Lawyer-turned-data-scientist David Colarusso recently came out with a very interesting and important analysis highlighting the effects of race, sex, and (imputed) income on criminal sentencing – it’s called “Uncovering Big Bias with Big Data“. (I came across this via MetaFilter via mathbabe.)
Colarusso’s findings are that defendants who are black, poor, or male can expect longer sentences for the same charges than defendants who are, respectively, white, rich, or female – a finding that is both a sad comment on our justice system and an unsurprising one.
But before taking his quantitative assertions as empirically valid, I wanted to look at it a little deeper, and here is what I found:
- For a model to show merit, it’s crucial for it to perform predictably on unseen data. Colarusso pays lip service to testing a model with held-out data (which he inaccurately calls “cross-validation”), but that’s pretty much it. The main post linked above actually doesn’t present any details on it at all. When I dug deeper in the supporting iPython notebook, things got even weirder. Instead of using coefficients derived from training data to make predictions on the held-out data and then assess the validity of the predictions, he simply runs a regression training a second time on the held-out data, producing a new set of coefficients. What?! He says “the code below doesn’t really capture how I go about cross-validation”, but there is no other description of how he did go about testing with held-out data.

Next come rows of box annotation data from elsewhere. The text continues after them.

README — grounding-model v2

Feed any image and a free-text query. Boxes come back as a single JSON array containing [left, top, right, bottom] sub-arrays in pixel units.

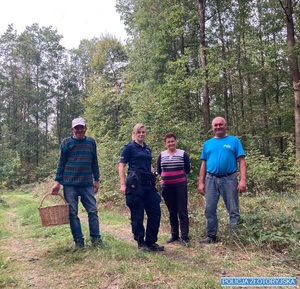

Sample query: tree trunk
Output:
[[198, 0, 211, 132], [280, 0, 300, 189]]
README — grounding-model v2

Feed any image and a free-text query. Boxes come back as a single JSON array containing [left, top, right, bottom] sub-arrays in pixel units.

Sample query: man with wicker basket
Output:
[[51, 117, 104, 248]]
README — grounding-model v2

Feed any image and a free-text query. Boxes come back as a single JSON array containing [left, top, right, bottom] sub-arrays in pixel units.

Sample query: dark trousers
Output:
[[162, 185, 189, 241], [126, 182, 161, 244]]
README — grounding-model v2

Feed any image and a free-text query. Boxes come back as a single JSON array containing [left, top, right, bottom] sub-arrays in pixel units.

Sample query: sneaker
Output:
[[147, 243, 165, 251], [199, 237, 217, 244], [167, 236, 178, 244], [181, 240, 189, 247]]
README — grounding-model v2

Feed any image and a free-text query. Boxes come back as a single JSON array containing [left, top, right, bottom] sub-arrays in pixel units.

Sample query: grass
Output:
[[0, 185, 300, 289]]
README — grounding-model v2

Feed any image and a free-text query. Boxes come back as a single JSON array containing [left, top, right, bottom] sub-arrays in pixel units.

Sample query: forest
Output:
[[0, 0, 300, 196]]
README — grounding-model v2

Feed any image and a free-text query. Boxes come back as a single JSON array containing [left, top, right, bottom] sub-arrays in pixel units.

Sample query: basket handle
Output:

- Using a single predictor – charge seriousness – the R2 score drops in half when applying the log function to the outcome. Thereafter, it does not rise when adding more predictors. So from an explanation-of-variance standpoint, the very first simplistic model is better than the final one.
- Speaking of predictors, race and income were treated as independent covariates, when they are obviously correlated. Regularization could help with this problem, but was not considered. Interactions weren’t considered either – why not?
- Finally, despite all the significant issues I mention above, this is perhaps the most worthy and important piece of analysis I’ve seen recently. Why do I say this? We have a glut of data scientists doing analyses on things that simply do not matter. Meanwhile, Colarusso has taken incarceration, something that deeply and destructively impacts the lives of not just individuals but entire communities, and scrutinized the notion many take for granted: that convicts deserve the sentences they get, and the oft-repeated (and racist) lie that disproportions in the justice system merely reflect the demographics of those who commit crimes. For this he deserves commendation. Since both data and his code are freely available, I’d encourage those who find fault with his analysis (and I include myself in this group) to not merely criticize, but try to do better.